The collision was observed using two Laser Interferometer Gravitational-wave Observatory (LIGO) detectors located in the US — in Livingston, Louisiana, and Hanford, Washington — and the Virgo detector in Italy.
"Virgo adds new capability to the LIGO network. Thanks to Virgo we can now test a key prediction of Einstein's general relativity, namely the polarisation property of the wave," said BS Sathyaprakash, Professor at Pennsylvania State University.
"The two LIGO detectors alone are not able to infer the polarization property of gravitational waves because they alone could not fix the position of the source in the sky. The addition of Virgo as a third detector helps in localizing the source and hence allows us to infer the wave's polarization.
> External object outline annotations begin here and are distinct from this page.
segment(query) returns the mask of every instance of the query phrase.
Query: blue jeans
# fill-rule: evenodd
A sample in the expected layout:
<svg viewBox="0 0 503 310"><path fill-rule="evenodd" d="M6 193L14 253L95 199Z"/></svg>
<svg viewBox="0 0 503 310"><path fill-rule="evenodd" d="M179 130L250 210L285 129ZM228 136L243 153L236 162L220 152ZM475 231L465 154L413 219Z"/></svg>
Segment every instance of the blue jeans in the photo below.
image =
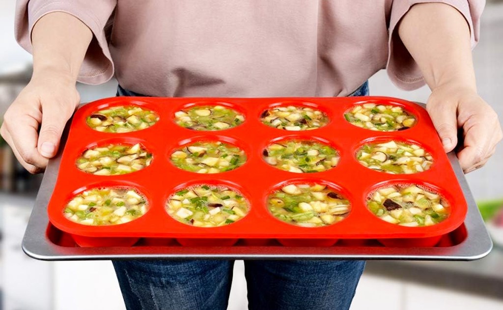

As far as we can tell, Einstein is still right," Sathyaprakash said.
Originally predicted in the early 20th century by Albert Einstein, gravitational waves -- ripples in space and time -- were not detected until 2015, when LIGO identified the first such signal from two merging black holes.
LIGO's two detectors later detected two other similar events.
The latest event observed on August 14, 2017, will be detailed in a forthcoming issue of the journal Physical Review Letters.
"Today, we are delighted to announce the first discovery made in partnership between the Virgo Gravitational-Wave Observatory and the LIGO Scientific Collaboration, the first time a gravitational wave detection was observed by these observatories, located thousands of miles apart," said France Cordova, Director of the US National Science Foundation, which funded the LIGO project.
"This is an exciting milestone in the growing international scientific effort to unlock the extraordinary mysteries of our universe," Cordova added.
The detected gravitational waves were emitted during the final moments of the merger of two black holes with masses about 31 and 25 times the mass of the Sun and located about 1.8 billion light years away, researchers said.
The newly produced spinning black hole has about 53 times the mass of our Sun, which means that about three solar masses were converted into gravitational wave energy during the coalescence, they said.
The Virgo collaboration, which joined in the LIGO's observation on August 1, consists of more than 280 physicists and engineers belonging to 20 different European research groups.
India is also working towards setting up its own LIGO observatory.
The move received in-principle approval from the cabinet in February last year and has made rapid progress towards the plan to join these exciting scientific observations in 2024.
LIGO-India will greatly enhance the scientific capabilities of the international network of observatories for astronomy, primarily by enabling precise pointing to the location of the gravitational wave events in the sky.
Scientific and engineering teams at IPR Gandhinagar, IUCAA Pune and RRCAT Indore are actively engaged in the pre-construction activities of LIGO-India.